Note that CodeShip maintains an image for this purpose. All you need to do is include it and provide your API key through the encrypted file discussed above, as well as set a host volume so that you can share data with your primary containers.

heroku-deployment: image: codeship/heroku-deployment encrypted_env_file: - heroku-deployment.env.encrypted volumes: - ./:/deploy

Deploying To Heroku

Deployment Option #1: Platform Deployment

If you are not using Heroku’s Docker support to run Docker in production, you will most likely want to deploy using Heroku CLI commands and the Heroku Platform API. By using the Platform API, no SSH key management is necessary.

The deployment container discussed above has a codeship_heroku deploy command that you need to call, along with the path to your application. In this example, the path to our application is actually coming through our separate, application container via a host volume (in this case /deploy). You will also need to provide your application name. The default script will then check that it has access to the application and deploy it.
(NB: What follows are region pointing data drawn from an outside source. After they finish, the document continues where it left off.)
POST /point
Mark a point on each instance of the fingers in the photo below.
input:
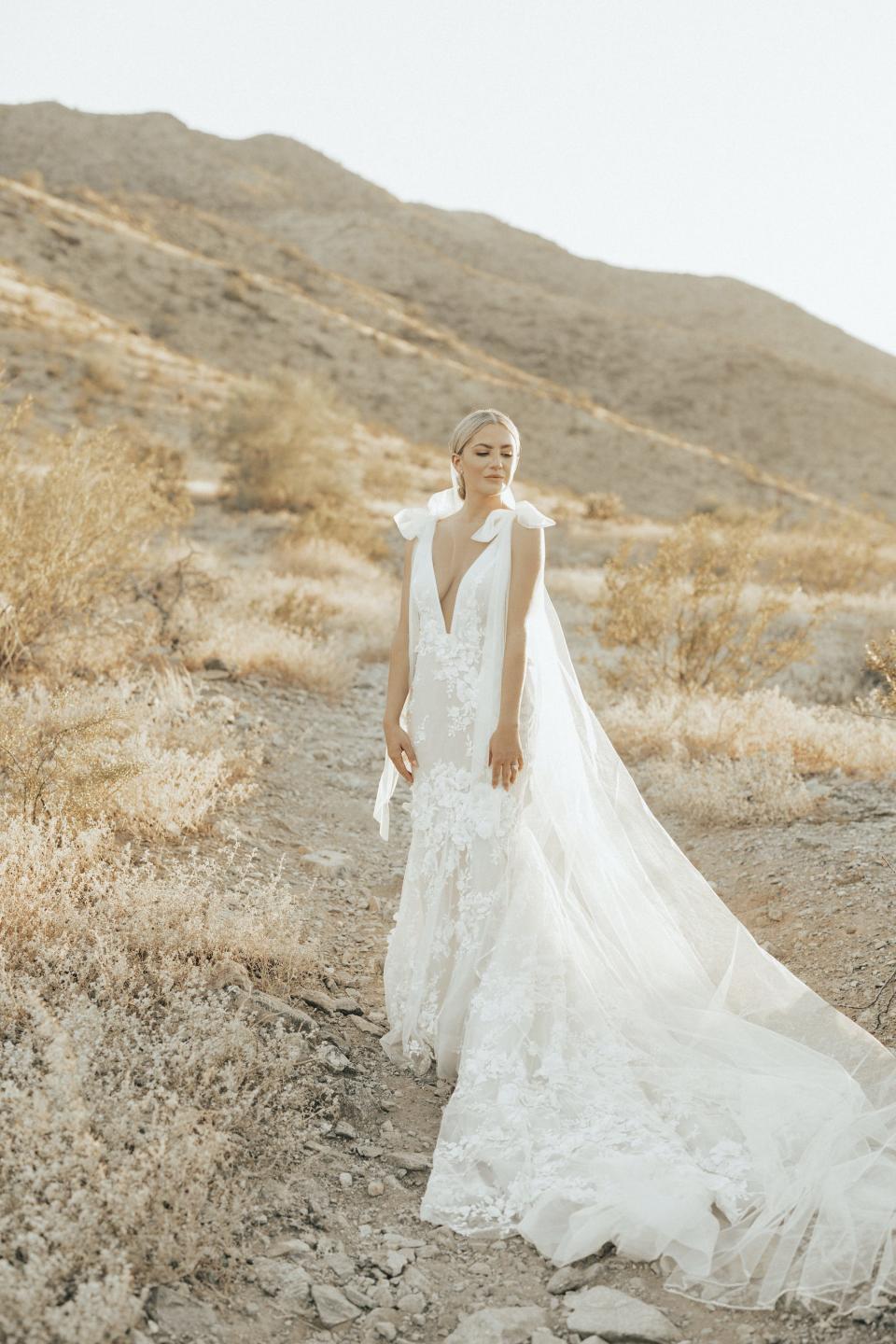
(397, 757)
(505, 772)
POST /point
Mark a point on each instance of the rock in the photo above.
(410, 1303)
(498, 1325)
(177, 1312)
(371, 1029)
(581, 1274)
(332, 1305)
(282, 1279)
(342, 1265)
(416, 1282)
(412, 1161)
(617, 1317)
(357, 1295)
(317, 998)
(294, 1017)
(289, 1246)
(366, 1149)
(333, 1058)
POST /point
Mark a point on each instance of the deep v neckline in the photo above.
(486, 546)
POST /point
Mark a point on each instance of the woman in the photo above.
(629, 1066)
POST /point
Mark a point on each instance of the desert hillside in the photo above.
(223, 367)
(242, 256)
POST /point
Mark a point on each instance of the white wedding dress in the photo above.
(629, 1065)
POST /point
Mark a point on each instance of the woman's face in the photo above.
(488, 461)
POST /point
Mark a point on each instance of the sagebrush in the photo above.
(694, 616)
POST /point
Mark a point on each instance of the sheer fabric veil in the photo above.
(719, 1035)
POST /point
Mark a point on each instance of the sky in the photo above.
(752, 139)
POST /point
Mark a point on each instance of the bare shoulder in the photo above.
(526, 540)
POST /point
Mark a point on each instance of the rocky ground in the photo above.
(337, 1246)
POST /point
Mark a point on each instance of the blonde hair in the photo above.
(470, 425)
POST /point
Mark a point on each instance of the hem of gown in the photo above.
(802, 1305)
(413, 1051)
- service: heroku-deployment command: codeship_heroku deploy /deploy codeship-heroku-deployment - service: heroku-deployment command: heroku run --exit-code --app codeship-heroku-deployment -- bundle exec rake db:migrate

Additionally, if you provide the location of the application that should be deployed then you can also deploy subfolders of your app, or even run different commands on your codebase before deploying it. These optional specifications will give you more granular control over your deployment steps.

Also note above that the deployment container has the Heroku Toolbelt installed you can use other Heroku commands in further steps, e.g. to run your database migrations.

Deployment Option #2: Docker Deployment

If you are using Heroku’s Docker support, you can trigger a deployment simply by doing an image push to the Heroku registry.

On CloudBees CodeShip Pro, a push step happens in your codeship-steps.yml file and requires that we generate an authentication token to authenticate with the Heroku registry. CodeShip maintains an image that you will use to generate your authentication token, simply add it to your codeship-services.yml file and provide your Heroku API key via the encrypted environment variables file discussed above.

app: build: image: registry.heroku.com/your_image_name/web dockerfile: Dockerfile encrypted_env_file: - heroku-deployment.env.encrypted heroku-dockercfg-generator: image: codeship/heroku-dockercfg-generator add_docker: true encrypted_env_file: - heroku-deployment.env.encrypted

This codeship/heroku-dockercfg-generator image will be used on our image push step, and is configured to automatically generate the token using the API key provided in the encrypted environment variables file.

Once we have this service in place, we can push to the Heroku registry in our codeship-steps.yml file and subsequently trigger a release:

- name: Push Image service: app type: push image_name: registry.heroku.com/your_image_name/web registry: registry.heroku.com dockercfg_service: heroku-dockercfg-generator - name: Trigger Release service: heroku-deployment command: heroku container:release --app your_image_name web

Note that the dockercfg_service directive calls the heroku-dockercfg-generator specified above to generate our token. The only variable you need to be sure to modify is your_image_name, which must be set to the name for the application image you are pushing as defined in your codeship-services.yml file.